I was talking with one of my friends from high school recently and, as we nearly always do, started talking about parks.

We hung out a lot late at night, driving around our suburb till my gas tank got down low (and, being Seattlites of a kind, we lamented the carbon emissions) and then we would stop at a park. Sitting in the car, listening to whatever music was available, we planned our escape mission. We would both go to college on the east coast, have fabulous adventures, save the world; we would become non-profit managers and write books and lead colorful lives in all the stereotypically naive ways that teens with ambition look at the future. We thought “if we just get out of here, then we can do whatever we want.”

It was only partly true.

The limitations of living in a community catering to conservatives of the 60+ age range definitely made everywhere else shine a little brighter. Yet those same limitations sheltered us. We were allowed to believe that yes, saving the world was possible and it would be completed in our lifetimes. We’d shiver and fog up the windows, contemplating big existentialist thoughts and remaining oblivious to our own privilege. We’d contemplate the freedom of college life, deluding ourselves into thinking that the transition would be easy. That we’d just slip out of our old skins and into these new fabulous lives without even a hiccup.

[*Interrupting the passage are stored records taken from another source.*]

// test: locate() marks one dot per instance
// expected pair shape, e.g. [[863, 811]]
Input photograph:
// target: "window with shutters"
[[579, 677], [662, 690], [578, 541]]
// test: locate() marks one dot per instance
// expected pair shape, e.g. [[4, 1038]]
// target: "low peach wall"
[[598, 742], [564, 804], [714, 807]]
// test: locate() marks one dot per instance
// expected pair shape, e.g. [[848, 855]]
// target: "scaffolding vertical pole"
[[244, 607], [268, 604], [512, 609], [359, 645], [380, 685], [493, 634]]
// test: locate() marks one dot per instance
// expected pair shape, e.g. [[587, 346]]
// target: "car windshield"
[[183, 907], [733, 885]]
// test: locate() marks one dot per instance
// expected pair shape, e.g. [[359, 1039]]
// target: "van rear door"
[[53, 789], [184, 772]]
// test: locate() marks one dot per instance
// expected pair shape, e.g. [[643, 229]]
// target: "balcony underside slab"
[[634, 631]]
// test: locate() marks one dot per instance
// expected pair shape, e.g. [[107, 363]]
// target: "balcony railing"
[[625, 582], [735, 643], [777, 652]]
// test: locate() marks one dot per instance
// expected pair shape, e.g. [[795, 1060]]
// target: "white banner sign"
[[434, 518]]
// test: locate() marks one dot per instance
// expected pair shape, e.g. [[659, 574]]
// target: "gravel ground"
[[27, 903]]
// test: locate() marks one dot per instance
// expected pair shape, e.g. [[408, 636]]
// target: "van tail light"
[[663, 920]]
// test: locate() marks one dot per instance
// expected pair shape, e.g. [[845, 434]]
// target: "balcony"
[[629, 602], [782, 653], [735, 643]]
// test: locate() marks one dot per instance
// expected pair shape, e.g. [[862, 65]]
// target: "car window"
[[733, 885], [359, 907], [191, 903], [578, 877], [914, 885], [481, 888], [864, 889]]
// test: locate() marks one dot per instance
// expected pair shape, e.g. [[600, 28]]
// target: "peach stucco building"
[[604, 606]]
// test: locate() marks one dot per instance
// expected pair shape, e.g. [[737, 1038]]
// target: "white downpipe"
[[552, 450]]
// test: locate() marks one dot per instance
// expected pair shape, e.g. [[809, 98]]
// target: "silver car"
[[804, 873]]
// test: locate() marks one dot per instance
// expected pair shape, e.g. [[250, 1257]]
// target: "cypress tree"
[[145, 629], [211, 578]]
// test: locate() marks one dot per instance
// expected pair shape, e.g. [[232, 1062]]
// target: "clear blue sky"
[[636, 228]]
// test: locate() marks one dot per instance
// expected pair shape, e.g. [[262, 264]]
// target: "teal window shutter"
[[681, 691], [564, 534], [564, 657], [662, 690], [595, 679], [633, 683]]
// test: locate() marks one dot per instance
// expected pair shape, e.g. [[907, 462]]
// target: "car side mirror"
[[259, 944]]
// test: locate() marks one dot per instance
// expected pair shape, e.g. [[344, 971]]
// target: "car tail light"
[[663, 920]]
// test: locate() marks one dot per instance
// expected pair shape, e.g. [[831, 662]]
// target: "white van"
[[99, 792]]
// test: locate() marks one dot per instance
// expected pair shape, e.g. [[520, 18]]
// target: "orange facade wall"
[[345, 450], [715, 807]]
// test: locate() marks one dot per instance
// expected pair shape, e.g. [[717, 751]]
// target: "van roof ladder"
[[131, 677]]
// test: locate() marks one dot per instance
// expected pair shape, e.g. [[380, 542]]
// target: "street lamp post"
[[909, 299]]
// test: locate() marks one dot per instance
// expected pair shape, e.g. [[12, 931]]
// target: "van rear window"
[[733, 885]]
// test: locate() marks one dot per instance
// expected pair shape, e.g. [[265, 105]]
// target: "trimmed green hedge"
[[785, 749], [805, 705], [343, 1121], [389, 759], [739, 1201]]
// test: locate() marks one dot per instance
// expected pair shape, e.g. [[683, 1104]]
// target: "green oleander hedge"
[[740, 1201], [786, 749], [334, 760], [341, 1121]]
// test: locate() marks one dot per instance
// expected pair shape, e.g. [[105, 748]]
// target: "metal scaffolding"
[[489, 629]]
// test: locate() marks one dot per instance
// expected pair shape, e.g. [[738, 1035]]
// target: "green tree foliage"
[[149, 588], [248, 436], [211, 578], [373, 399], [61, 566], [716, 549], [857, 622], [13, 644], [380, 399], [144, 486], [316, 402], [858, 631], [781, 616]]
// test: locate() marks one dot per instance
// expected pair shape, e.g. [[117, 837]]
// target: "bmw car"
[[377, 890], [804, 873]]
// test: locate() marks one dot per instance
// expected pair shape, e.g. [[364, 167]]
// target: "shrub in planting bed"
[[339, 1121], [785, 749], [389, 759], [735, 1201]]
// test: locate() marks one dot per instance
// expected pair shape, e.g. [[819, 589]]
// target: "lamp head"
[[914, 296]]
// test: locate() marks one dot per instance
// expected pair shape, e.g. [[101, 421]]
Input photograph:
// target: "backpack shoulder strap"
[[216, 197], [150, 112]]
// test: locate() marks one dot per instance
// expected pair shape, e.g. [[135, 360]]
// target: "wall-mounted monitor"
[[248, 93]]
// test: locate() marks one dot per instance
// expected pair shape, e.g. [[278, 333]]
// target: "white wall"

I can safely say that I am living a fabulous life of my own nowadays, but it is nothing like the image that my melodramatic teenage self dreamed up. The world has gotten a little bigger and more intricate since I’ve come to college, not smaller and easier to manage. I’m not saving the world, but I am working to improve it. The expectations that are placed on me keep on piling up even as I develop the tools to work through them. Nothing is as easy as I once took it to be – there’s a steep learning curve.

Most importantly, I’ve begun to learn about integration. My identities, laid out simply in the title of this post, appeared very distinct not that long ago. I would write my novel and work at a non-profit and all my learning would take place at school. I didn’t realize how much those worlds overlap, blend, butt heads, challenge one another, and reconcile. When I first got it, I thought I was the smartest person in the world.

It was a little like coming around to eating vegetables. On the plate, individually, they have always seemed unappealing to me. I would eat them in sections, starting from the most bitter to the sweetest. At college, I started to cook. And there it was, the slow enlightenment of putting together my identities like ingredients in one delicious soup. Silly, ultimately commonplace, but fascinating and unique to me.

I tell you these stories not to (or at least not only to) highlight what I view as my transition from youth to adulthood. I am telling you this because ambitious people aren’t always good at acknowledging their own needs and readiness levels. When I was sitting in that park with my friend, I wasn’t ready to give up dreaming about the big changes we could effect. Now, rather than giving up those dreams, I have found my proper place in them.

Don’t get ahead of yourself. Don’t let yourself become a monster in trying to be the best activist all the time or the best scientist or the best artist that ever lived. Don’t let your dreams go, but find where you best fit into them. Don’t let time or location or immediate issues get you down – you are a whole human being and you deserve better than that.

You deserve better than that. And if you are on the track of working towards being your best self, that person who is integrated into their dreams, then you will already be doing more than your fair share of world-saving. Let’s all call it quits on trying to be the perfect anything and give in to the complexity that makes our world imperfect. Let’s relish it.

Sitting in parks with girls was where I first embarked on cracking this code of the universe. I haven’t yet figured it out, but in the meantime, I can recommend synthesis, patience, and acknowledging that every person is a bundle of contradictions and that’s ok.

Oh, and of course, eat your vegetables.